The bill will also amend the notification requirements for an environmental significance opinion under the Planning and Development Act. The environmental significance opinion process applies to certain developments that are ordinarily subject to the impact track for development assessment. If the proponent wants the development assessed in the less onerous merit track on the grounds that it is not likely to have significant adverse environmental impact, they can apply to the relevant agency for an environmental significance opinion or ESO.

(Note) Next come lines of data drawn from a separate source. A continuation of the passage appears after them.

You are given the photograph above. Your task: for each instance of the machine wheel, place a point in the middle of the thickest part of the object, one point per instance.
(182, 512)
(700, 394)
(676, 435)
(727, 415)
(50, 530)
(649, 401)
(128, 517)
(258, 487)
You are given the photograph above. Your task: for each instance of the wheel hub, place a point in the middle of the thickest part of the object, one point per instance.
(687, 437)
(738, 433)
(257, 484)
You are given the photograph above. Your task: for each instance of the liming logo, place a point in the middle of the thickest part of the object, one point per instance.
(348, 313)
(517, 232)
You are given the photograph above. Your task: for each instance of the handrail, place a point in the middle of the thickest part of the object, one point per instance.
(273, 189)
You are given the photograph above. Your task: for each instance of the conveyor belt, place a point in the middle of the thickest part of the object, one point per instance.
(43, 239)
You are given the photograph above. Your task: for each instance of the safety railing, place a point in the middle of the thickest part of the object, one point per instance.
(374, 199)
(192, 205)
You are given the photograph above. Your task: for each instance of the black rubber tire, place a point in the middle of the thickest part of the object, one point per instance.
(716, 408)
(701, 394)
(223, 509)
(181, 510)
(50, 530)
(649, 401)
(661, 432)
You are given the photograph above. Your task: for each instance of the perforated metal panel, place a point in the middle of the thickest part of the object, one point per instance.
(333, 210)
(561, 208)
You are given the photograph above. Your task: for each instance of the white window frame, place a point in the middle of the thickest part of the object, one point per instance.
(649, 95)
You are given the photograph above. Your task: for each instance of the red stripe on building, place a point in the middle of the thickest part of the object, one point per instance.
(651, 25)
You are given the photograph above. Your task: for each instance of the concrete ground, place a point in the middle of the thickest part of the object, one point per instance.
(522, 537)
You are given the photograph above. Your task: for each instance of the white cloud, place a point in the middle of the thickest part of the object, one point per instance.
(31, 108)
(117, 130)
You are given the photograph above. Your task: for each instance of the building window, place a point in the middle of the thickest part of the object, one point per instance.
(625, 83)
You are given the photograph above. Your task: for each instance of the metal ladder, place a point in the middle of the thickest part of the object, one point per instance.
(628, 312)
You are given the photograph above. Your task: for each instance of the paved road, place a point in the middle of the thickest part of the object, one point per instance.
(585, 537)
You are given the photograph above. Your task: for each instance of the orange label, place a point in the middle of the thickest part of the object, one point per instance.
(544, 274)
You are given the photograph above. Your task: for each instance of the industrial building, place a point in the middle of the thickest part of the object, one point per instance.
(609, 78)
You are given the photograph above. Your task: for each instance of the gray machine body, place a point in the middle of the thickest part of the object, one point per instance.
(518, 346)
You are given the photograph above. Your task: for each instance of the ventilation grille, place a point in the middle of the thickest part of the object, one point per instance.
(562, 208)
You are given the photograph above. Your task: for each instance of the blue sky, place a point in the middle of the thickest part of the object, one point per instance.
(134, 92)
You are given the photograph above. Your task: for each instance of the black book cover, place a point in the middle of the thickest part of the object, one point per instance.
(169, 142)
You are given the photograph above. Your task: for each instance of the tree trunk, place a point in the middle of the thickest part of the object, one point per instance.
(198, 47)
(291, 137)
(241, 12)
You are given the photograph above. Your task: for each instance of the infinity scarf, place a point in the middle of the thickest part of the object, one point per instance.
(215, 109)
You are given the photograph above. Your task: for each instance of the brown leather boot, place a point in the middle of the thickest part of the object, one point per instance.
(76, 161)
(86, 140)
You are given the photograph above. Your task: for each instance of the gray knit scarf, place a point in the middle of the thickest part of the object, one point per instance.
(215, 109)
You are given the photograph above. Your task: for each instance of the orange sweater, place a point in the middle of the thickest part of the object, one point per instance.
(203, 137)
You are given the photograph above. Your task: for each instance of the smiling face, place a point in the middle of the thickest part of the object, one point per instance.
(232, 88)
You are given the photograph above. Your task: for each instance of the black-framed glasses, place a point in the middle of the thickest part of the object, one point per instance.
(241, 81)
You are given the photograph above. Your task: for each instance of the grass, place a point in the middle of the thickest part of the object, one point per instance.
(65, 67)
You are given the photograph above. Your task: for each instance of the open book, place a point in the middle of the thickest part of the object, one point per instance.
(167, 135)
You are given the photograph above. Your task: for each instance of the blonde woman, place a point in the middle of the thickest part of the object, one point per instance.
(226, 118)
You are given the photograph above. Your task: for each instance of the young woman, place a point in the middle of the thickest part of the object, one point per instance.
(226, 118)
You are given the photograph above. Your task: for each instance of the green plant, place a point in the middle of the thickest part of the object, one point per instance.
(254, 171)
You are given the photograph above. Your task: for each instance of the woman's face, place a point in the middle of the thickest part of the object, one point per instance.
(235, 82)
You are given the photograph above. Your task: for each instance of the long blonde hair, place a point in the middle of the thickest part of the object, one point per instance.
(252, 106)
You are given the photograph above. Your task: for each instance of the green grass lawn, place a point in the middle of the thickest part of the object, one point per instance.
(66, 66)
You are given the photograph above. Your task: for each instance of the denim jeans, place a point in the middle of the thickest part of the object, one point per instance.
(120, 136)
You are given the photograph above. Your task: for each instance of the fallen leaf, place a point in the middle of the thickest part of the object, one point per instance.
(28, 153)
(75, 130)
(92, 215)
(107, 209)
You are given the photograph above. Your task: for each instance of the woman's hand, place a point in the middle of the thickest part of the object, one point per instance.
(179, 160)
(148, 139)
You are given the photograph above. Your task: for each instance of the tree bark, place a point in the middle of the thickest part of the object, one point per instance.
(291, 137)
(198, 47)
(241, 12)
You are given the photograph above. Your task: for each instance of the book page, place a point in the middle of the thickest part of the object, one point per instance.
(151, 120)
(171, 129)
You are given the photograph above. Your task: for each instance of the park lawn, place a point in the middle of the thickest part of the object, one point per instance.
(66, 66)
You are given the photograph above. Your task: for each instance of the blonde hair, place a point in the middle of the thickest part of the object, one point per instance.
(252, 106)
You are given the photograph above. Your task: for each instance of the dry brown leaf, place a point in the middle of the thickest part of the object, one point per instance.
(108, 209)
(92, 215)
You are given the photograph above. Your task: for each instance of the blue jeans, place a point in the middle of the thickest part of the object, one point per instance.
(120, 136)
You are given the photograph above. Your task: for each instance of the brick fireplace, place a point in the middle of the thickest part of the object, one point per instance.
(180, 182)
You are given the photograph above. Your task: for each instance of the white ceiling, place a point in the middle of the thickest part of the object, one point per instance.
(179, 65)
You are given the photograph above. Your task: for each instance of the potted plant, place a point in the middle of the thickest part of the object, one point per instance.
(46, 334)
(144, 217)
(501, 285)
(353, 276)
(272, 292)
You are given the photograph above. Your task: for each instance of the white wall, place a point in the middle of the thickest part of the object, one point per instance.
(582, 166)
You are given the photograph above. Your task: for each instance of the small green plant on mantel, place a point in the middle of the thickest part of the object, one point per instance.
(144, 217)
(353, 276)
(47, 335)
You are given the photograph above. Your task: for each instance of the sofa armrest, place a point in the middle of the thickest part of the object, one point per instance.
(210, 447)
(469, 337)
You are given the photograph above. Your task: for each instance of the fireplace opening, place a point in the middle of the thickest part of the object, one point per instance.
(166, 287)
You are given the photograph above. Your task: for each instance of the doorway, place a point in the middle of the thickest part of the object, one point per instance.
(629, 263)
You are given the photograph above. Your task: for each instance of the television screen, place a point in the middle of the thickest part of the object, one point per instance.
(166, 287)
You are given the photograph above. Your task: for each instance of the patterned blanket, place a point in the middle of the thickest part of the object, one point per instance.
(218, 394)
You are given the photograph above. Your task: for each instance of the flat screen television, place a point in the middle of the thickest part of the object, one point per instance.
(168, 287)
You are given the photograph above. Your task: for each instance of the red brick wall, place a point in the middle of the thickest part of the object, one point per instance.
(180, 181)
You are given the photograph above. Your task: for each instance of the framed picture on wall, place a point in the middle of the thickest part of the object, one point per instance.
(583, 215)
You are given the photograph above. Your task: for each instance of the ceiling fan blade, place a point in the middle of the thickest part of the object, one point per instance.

If the relevant agency rejects the application it must notify the applicant and the Planning and Land Authority in writing. The Planning and Land Authority presently processes applications for an ESO and an opinion is frequently given by the Conservator of Flora and Fauna. The bill amends the notification requirement to achieve administrative efficiency. Rather than the relevant agency notifying the applicant, the agency will notify the Planning and Land Authority. The Planning and Land Authority will then notify the applicant. This is a more efficient process, given that the Planning and Land Authority has general oversight of the assessment process and has its own well-established procedures to notify applicants and other interested parties.

This new process keeps the Planning and Land Authority informed of the status of the application of an ESO. There is no change to the applicant’s position from the applicant’s point of view. The applicant is simply notified by the Planning and Land Authority rather than the relevant agency.

The bill also amends notice of direct sale requirements in the Planning and Development Act. Section 242(1) of the Planning and Development Act provides that within five working days after the end of the calendar quarter the Planning and Land Authority must give the minister a notice about the number of leases granted by direct sale during that quarter. The bill amends this section to extend this time period from five to 10 working days.

This change has been made to provide the Planning and Land Authority with additional time to produce the notice and associated documents and to ensure the minister receives the notice. This amendment ensures that the authority continues to meet statutory time frames.